Drake roots her arguments in the lives of historical figures as well as fictional characters. Expounding on a forgotten part of history, she portrays the African-American cowboy and Pullman porter Nat Love as “an exemplar of how race, gender, sexuality and class become intricately intertwined within the black interior.” Love navigated race in a predominantly white western narrative and created a world in which he could have autonomy and self-actualization. His story tears down stereotypes and boosts racial pride for black individuals.

How does Love’s narrative translate to workplaces, neighborhoods, and churches today? It imagines that blackness—or whatever skin color one boasts—is not erased from life’s story, but celebrated wholeheartedly. My husband and I celebrate the dual heritages of our sons and work to ensure that people who look like both Mama and Daddy surround our family. We help our young boys find racial pride through characters in books and by interacting with people who look like them at our church. Drake shows how Love did the same, helping black people create “images of themselves and their accomplishments.” There is, perhaps, no greater use for imagination.

Drake brings together an unlikely trinity when she pairs orator Marcus Garvey, record producer Berry Gordy, and rapper Jay Z (aka Shawn Carter), all of whom were crucial in creating a “hip-hop genealogy of black entrepreneurship.” In a country where the 14th Amend­ment mingled with Jim Crow laws, African Americans have not been afforded the same opportunities as their white compatriots—and thus have had to build a brand for themselves. This brand building is what Garvey, Gordy, and Jay Z have in common.

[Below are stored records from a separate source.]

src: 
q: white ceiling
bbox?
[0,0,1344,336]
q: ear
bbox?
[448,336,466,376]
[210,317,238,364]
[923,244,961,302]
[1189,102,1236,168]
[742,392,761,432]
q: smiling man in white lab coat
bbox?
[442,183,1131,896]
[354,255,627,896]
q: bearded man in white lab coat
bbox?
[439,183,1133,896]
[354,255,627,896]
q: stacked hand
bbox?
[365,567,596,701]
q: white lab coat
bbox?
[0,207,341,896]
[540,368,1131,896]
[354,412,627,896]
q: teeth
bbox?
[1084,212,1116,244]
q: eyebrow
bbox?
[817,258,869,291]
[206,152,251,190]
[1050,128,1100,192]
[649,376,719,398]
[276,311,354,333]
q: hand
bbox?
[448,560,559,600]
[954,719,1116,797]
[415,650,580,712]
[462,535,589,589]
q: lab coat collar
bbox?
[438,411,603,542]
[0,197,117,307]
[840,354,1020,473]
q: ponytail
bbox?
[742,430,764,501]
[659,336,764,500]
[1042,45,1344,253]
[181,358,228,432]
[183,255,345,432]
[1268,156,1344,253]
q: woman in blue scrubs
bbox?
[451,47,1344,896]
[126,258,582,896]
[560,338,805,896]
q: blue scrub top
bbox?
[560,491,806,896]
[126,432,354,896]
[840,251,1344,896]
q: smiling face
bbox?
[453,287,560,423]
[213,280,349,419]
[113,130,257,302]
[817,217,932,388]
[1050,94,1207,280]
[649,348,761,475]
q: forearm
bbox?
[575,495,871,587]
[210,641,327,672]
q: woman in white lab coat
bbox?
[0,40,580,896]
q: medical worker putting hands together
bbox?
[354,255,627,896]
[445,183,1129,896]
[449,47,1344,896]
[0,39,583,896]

Nobody living in the 21st century can deny Jay Z’s influence on the music industry and beyond, given the reign he shares with his wife, Beyoncé. His early work capitalized on its portrayals of hustling—that is, a black man from the projects doing whatever he needs to do, legally and illegally, to make it in a white man’s world. Hustling, Drake asserts, is a far cry from grace, and she shows how Jay Z moved beyond it both lyrically and economically. Still, “in the context of how Jay Z presents the hustle lyrically, it is bound up in imagining grace.” And so, his music—and his business of self—becomes a poetic gift, a complex form of art that cries out for justice.

As long as systems of disgrace continue to plague black men in America, grace must be imagined. To do so isn’t illicit; it’s necessary. That is the heart of Drake’s argument. What does this mean for readers who aren’t black men? We start at the beginning, extending grace as individuals and allies, so racial justice might be communally recognized and ultimately achieved.

Cara Meredith

Cara Meredith is the author of The Color of Life: A Journey toward Love and Racial Justice and cohost of the Shalom Book Club podcast.